Another ‘purist’, St Francis of Assisi, succeeded in remaining within the fold – although it was touch-and-go for a while and some of his followers were later burnt as heretics in Marseilles. But one of the stories concerning St Francis helps to pinpoint precisely what was happening in the final years of the Middle Ages. Francis Bernadone was the son of a rich businessman of Assisi – a member of the newly rising class that would undermine the Church. Legend declares that he fell in love with a beautiful woman, but that when he pressed his suit she pulled down her dress and revealed that one of her breasts was eaten away with cancer. It made him aware of the vanity of human desires and took him a step closer to recognising his mission. We find it easy enough to understand his reaction.
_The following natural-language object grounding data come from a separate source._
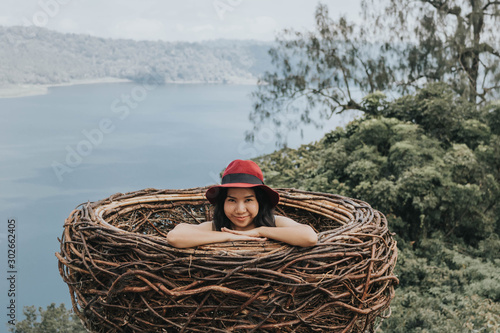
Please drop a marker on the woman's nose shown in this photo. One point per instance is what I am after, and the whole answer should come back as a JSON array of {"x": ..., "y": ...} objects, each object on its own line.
[{"x": 240, "y": 207}]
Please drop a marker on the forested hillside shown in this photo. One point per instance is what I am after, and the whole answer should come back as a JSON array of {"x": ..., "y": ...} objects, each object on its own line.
[
  {"x": 48, "y": 57},
  {"x": 430, "y": 161}
]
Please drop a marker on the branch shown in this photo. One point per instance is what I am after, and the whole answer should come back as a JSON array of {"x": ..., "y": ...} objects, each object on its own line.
[
  {"x": 490, "y": 3},
  {"x": 443, "y": 7}
]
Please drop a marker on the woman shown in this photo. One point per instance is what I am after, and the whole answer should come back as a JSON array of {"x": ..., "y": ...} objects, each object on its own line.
[{"x": 243, "y": 211}]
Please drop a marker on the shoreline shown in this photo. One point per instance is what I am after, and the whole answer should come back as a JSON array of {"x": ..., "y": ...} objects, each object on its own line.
[{"x": 27, "y": 90}]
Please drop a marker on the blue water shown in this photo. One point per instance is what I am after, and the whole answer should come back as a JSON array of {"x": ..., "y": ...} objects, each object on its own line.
[{"x": 83, "y": 143}]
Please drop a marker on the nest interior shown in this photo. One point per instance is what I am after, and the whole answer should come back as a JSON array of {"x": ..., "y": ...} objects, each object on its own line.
[{"x": 123, "y": 276}]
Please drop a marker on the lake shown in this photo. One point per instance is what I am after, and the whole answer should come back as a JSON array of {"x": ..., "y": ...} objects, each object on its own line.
[{"x": 85, "y": 142}]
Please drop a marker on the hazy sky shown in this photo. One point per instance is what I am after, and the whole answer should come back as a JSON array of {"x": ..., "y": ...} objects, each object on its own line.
[{"x": 188, "y": 20}]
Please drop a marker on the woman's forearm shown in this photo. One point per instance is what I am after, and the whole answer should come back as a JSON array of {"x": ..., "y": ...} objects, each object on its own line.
[
  {"x": 300, "y": 236},
  {"x": 189, "y": 236}
]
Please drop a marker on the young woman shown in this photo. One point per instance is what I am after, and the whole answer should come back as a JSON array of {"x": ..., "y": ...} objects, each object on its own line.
[{"x": 243, "y": 211}]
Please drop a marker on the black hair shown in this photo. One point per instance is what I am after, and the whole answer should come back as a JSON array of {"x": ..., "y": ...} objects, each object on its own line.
[{"x": 264, "y": 218}]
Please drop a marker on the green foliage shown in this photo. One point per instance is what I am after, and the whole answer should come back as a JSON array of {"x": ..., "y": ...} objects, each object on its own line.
[
  {"x": 431, "y": 162},
  {"x": 428, "y": 160},
  {"x": 402, "y": 46},
  {"x": 454, "y": 41},
  {"x": 443, "y": 290},
  {"x": 52, "y": 320}
]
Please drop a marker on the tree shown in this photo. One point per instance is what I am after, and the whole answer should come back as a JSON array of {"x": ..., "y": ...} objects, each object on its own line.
[
  {"x": 407, "y": 45},
  {"x": 317, "y": 74},
  {"x": 54, "y": 320},
  {"x": 455, "y": 41},
  {"x": 429, "y": 161}
]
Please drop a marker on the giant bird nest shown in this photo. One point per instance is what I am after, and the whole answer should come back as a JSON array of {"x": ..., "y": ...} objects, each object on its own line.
[{"x": 123, "y": 276}]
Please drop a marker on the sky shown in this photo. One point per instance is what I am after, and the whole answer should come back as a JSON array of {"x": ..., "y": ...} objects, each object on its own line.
[{"x": 168, "y": 20}]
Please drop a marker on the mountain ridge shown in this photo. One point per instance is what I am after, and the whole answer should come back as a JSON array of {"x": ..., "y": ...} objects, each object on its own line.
[{"x": 38, "y": 56}]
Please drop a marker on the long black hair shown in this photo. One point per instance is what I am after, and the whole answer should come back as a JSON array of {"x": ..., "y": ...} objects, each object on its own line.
[{"x": 264, "y": 218}]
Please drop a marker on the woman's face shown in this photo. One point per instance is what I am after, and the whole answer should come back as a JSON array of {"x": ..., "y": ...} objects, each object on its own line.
[{"x": 241, "y": 207}]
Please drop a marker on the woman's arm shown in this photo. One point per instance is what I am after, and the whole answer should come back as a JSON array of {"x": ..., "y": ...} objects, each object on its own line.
[
  {"x": 190, "y": 235},
  {"x": 287, "y": 231}
]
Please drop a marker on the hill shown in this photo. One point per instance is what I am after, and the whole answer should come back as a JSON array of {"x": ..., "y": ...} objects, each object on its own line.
[{"x": 41, "y": 56}]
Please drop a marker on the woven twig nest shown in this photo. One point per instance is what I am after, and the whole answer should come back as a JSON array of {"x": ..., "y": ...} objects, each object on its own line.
[{"x": 123, "y": 276}]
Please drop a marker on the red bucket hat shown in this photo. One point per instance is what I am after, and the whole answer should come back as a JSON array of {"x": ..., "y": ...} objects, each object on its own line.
[{"x": 243, "y": 173}]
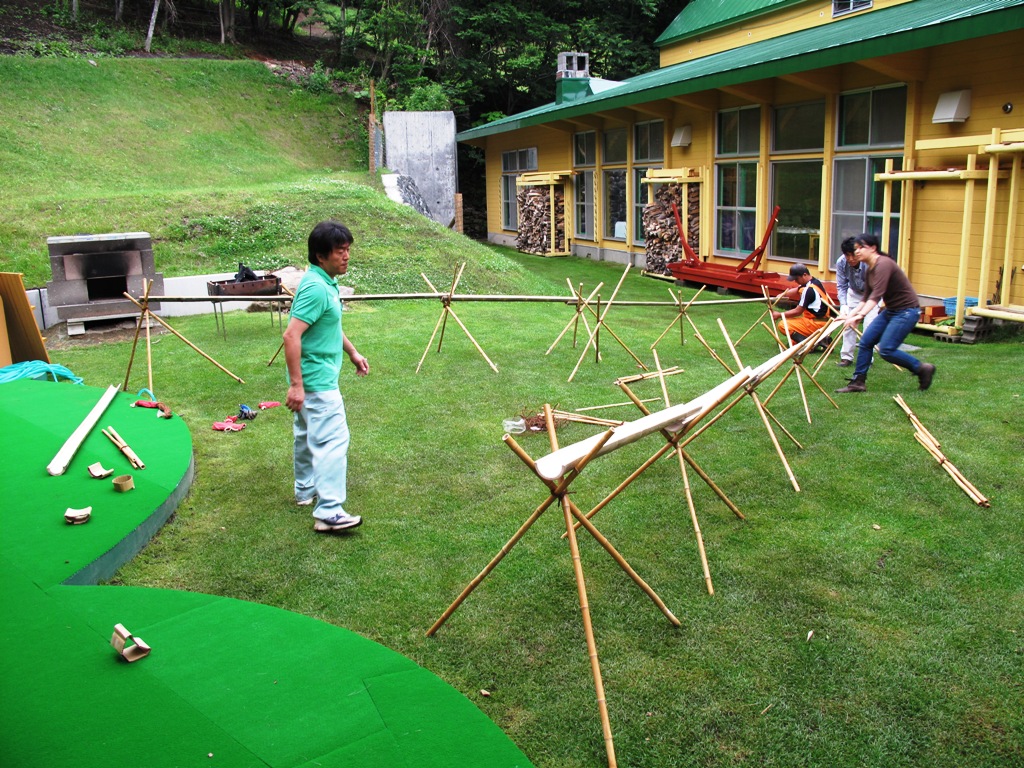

He had, in effect, been converted from frivolity to seriousness. He felt an urge to turn his back on his futile life of dandyism and find some purpose into which he could channel his enormous energies. We can also see that his reaction might have been to seek out the best physician he could find and study the problem of cancer. (As it was, he spent three years tending lepers.) Instead, he created his movement of ‘poor friars’; he had, in effect, taken a backward step to the hermits in the desert. And this same retrogressive tendency is also symbolised by his positive loathing of money; when his friars brought donations, they had to bring them in their mouths and drop them into a heap of dung, to remind themselves that money was no more than excrement. We can understand his point – his father was probably obsessed by money and he took the opposite stance – and we can also see that he was taking his dislike too far. The circulation of money was the greatest single factor in freeing the mind of man from the stagnation of the Middle Ages. Francis’s heart was in the right place; it was his head that needed examining.

And while popes were hurling excommunications, Dominicans were torturing suspected heretics and Franciscan friars were walking the roads, the really important changes were taking place on another level. Inventions were transforming human existence. The plough of the ancient world was basically a pointed stick, which was attached to some kind of frame behind an ox; then it was pulled along to scratch the surface of the ground. In the Middle Ages, someone realised that a knife would cut much deeper. A deep cut on its own would be of no particular use, but if some kind of twisted board could follow behind the knife, it would split open the cut and turn the earth sideways. And the long furrows that resulted allowed the water to drain away, so that a field could be ploughed even when it was wet.